À Chartres, Olympi sert de démonstrateur à la préfabrication et au recyclage béton
Février 2018. Pierres & Territoires Eure-et-Loir, membre du réseau national Procivis Immobilier, amorce un projet nommé Olympi. Olympi en référence au mont Olympe, résidence des divinités grecques.
Situé à Chartres, rue Parmentier, le chantier en cours n’atteint pas la voute céleste, mais surplombe les voies ferroviaires et fait face à la cathédrale de Chartres. Et ce sur une surface de 2 215 m2. Pour Élisabeth Fromont, 1ère adjointe au maire de Chartres, le futur immeuble résidentiel est bien « implanté sur le secteur » qui est plutôt pavillonnaire et répond aux ambitions de la Ville et de son agglomération.
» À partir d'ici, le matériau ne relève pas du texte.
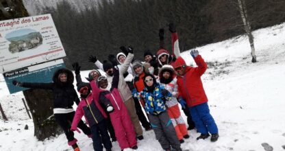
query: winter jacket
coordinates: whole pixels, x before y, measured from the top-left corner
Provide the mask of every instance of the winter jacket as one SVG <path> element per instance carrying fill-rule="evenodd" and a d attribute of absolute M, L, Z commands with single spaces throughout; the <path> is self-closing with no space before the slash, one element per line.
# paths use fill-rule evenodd
<path fill-rule="evenodd" d="M 67 76 L 66 82 L 62 82 L 58 78 L 60 73 L 65 73 Z M 50 83 L 29 83 L 23 82 L 21 86 L 26 88 L 50 89 L 53 91 L 53 108 L 73 108 L 74 102 L 79 103 L 77 93 L 73 84 L 73 73 L 66 69 L 57 70 L 53 76 L 53 82 Z"/>
<path fill-rule="evenodd" d="M 188 107 L 208 102 L 201 80 L 201 76 L 207 69 L 207 64 L 201 55 L 198 55 L 194 60 L 197 67 L 186 67 L 185 74 L 177 77 L 179 95 L 186 100 Z"/>
<path fill-rule="evenodd" d="M 104 102 L 103 103 L 106 106 L 110 106 L 110 102 Z M 97 124 L 108 117 L 98 100 L 93 99 L 92 93 L 90 93 L 86 98 L 81 98 L 81 102 L 76 109 L 71 127 L 76 128 L 83 115 L 84 115 L 89 127 Z"/>
<path fill-rule="evenodd" d="M 145 88 L 142 91 L 138 94 L 138 98 L 144 100 L 145 102 L 144 107 L 147 113 L 159 115 L 160 113 L 166 111 L 166 102 L 171 100 L 172 95 L 168 92 L 166 95 L 163 96 L 162 94 L 162 90 L 163 89 L 164 89 L 164 87 L 157 83 L 153 92 L 149 92 L 147 89 Z"/>
<path fill-rule="evenodd" d="M 119 69 L 119 80 L 118 89 L 124 102 L 128 100 L 132 97 L 132 92 L 129 90 L 126 82 L 125 81 L 125 78 L 123 75 L 127 71 L 129 67 L 130 66 L 130 63 L 133 58 L 134 58 L 134 54 L 129 53 L 125 60 L 125 62 L 123 65 L 121 65 L 121 66 L 120 66 L 121 67 L 120 69 Z M 101 62 L 97 60 L 95 62 L 95 65 L 100 69 L 101 67 L 102 67 L 101 69 L 103 69 L 103 65 L 100 65 L 99 63 L 101 64 Z M 107 75 L 107 78 L 108 78 L 108 82 L 111 84 L 113 82 L 112 82 L 113 76 L 110 76 Z"/>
« Ce que nous souhaitons voir ce sont des m2 un peu plus riches et un peu plus larges. On s’aperçoit que les deux-pièces sont assez grands, que les trois-pièces font au moins 62 m2. Et c’est vrai aujourd’hui, c’est un minimum que nous souhaitons sur l’agglomération chartraine », expose-t-elle, lors d’une cérémonie du drapeau ce vendredi 31 mars.
Un terrain d’expérimentation pour le béton recyclé et préfabriqué
Deuxième coïncidence : le bâtiment sera livré début 2024, à quelques mois du lancement des Jeux Olympiques de Paris. La construction a démarré avec une première étape : le traitement des gisements de deux anciennes maisons, rue Parmentier, en février 2022. Car l’économie circulaire est une dimension importante du projet Olympi, avec 500 tonnes de béton déconstruit et recyclé à 100 % par la plateforme Granudem. Les ressources récupérées ont été intégrées dans les bétons de fondations, les voiles contre terre, les dalles de compression coulées en place sur les éléments de plancher avec une proportion significative de béton avec ciment CEM II/A-L et CEM III/A.
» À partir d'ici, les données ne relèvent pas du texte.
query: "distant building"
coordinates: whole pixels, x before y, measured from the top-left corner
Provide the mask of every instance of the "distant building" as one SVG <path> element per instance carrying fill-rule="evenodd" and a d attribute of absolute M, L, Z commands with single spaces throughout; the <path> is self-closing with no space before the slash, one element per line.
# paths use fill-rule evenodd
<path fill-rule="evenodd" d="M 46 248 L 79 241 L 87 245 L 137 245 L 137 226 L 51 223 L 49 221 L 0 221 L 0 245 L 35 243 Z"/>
D’autant qu’une partie des matériaux ont été introduits dans des éléments préfabriqués comme les prémurs en béton bas carbone de Spurgin Leonhart, intégrant du ciment de Vicat et des granulats recyclés de Granudem (30 %). On relève également des granulats recyclés Aggneo par Lafarge dans prédalles préfabriquées en béton et des granulats recyclés carbonatés issus du Projet National Fastcarb ont été introduits dans les escaliers préfabriqués. Tout un système d’approvisionnement en circuit court et d’innovation possible avec l’aide de la Fédération de l’Industrie du Béton (FIB) et le Centre d’Études et de Recherches de l’Industrie du Béton (Cerib).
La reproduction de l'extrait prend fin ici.